[torquedev] [patch] bind to ip on multihomed pbs_servers
Toni L. Harbaugh-Blackford [Contr]
harbaugh at ncifcrf.gov
Fri Feb 8 01:40:21 MST 2008
On Fri, 8 Feb 2008, Henning Glawe wrote:
> On Fri, Feb 08, 2008 at 03:01:26AM -0500, Toni L. Harbaugh-Blackford [Contr] wrote:
> > I also have a patch, but mine is more invasive, modifying the svr_connect()
> > and client_to_svr() functions by adding the ip address to bind to as a passed
> > argument. Your patch is much simpler, so I hope it makes it in.
> well, my patch is more a proof-of-concept, as it is an unclean solution
> communicating the IP to the relevant functions by a global variable...
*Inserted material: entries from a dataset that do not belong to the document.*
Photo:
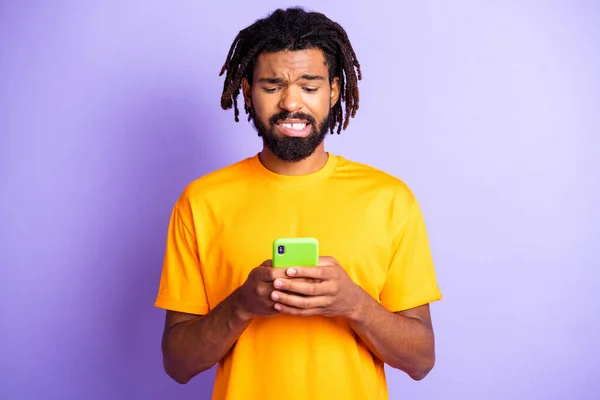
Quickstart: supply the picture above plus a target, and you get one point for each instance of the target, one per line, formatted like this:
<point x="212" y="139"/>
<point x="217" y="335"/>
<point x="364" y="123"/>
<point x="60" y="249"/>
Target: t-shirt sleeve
<point x="411" y="279"/>
<point x="181" y="284"/>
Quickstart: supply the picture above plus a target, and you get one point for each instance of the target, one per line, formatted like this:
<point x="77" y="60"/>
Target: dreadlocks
<point x="294" y="29"/>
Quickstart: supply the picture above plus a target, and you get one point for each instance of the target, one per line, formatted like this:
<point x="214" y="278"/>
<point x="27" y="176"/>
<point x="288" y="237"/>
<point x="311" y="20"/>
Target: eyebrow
<point x="307" y="77"/>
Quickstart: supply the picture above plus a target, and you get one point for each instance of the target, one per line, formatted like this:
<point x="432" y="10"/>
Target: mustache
<point x="287" y="115"/>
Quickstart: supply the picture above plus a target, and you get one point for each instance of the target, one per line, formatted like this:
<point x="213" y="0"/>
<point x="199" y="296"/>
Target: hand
<point x="327" y="290"/>
<point x="254" y="295"/>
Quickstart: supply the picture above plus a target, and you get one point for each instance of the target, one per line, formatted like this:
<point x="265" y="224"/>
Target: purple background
<point x="489" y="112"/>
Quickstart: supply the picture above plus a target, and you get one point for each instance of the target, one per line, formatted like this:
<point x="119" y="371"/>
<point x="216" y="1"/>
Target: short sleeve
<point x="411" y="279"/>
<point x="181" y="284"/>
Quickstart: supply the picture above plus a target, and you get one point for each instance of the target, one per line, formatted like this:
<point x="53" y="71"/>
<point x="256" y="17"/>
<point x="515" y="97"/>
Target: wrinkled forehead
<point x="290" y="65"/>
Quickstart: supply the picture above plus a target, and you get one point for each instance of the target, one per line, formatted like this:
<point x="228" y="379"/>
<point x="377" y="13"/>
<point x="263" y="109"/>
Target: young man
<point x="304" y="332"/>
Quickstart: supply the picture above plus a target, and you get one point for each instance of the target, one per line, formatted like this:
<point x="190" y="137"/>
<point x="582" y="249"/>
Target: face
<point x="291" y="98"/>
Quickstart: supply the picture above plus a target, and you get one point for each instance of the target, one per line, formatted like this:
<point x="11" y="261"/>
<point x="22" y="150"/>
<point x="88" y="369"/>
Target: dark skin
<point x="193" y="343"/>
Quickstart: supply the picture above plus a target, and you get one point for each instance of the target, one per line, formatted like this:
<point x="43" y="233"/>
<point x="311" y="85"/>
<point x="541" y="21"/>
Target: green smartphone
<point x="295" y="252"/>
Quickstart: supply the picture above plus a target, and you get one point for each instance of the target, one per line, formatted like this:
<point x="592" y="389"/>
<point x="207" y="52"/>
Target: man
<point x="304" y="332"/>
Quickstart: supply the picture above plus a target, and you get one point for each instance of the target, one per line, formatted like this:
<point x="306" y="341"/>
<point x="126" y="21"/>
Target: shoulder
<point x="214" y="184"/>
<point x="373" y="178"/>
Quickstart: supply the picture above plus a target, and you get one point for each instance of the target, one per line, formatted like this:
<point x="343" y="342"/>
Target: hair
<point x="294" y="29"/>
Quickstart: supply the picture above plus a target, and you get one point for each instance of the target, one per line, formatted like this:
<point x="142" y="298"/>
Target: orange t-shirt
<point x="224" y="225"/>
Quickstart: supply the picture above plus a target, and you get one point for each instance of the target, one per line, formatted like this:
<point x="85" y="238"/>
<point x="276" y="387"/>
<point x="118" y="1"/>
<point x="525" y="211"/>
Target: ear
<point x="247" y="90"/>
<point x="335" y="91"/>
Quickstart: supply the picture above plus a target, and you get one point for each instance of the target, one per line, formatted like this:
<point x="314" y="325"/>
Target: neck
<point x="309" y="165"/>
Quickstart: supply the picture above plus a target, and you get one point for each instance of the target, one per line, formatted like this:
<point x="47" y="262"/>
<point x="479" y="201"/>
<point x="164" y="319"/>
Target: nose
<point x="291" y="100"/>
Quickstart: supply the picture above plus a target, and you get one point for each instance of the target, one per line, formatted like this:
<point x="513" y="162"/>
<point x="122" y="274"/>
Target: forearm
<point x="193" y="346"/>
<point x="402" y="342"/>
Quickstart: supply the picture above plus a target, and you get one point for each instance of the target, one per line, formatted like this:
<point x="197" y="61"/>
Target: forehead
<point x="290" y="64"/>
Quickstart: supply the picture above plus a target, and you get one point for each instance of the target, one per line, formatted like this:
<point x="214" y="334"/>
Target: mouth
<point x="295" y="128"/>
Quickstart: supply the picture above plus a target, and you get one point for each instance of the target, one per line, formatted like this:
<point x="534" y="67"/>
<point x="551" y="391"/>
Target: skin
<point x="193" y="343"/>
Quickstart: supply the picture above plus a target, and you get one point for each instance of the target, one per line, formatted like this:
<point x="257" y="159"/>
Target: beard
<point x="287" y="148"/>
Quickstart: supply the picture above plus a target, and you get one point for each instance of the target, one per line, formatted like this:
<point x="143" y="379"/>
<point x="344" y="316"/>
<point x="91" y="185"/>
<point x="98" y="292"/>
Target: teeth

> ultimately, it should be done the way you did it. but this would change the
> api of libtorque, and i do not know how much software is out there which has
> to be modified in this case...
> could you submit your patch, too?
I would like to but I don't think I can do it right now. I have to clean it
up, and currently I am so swamped with work I can't get a chance to do it.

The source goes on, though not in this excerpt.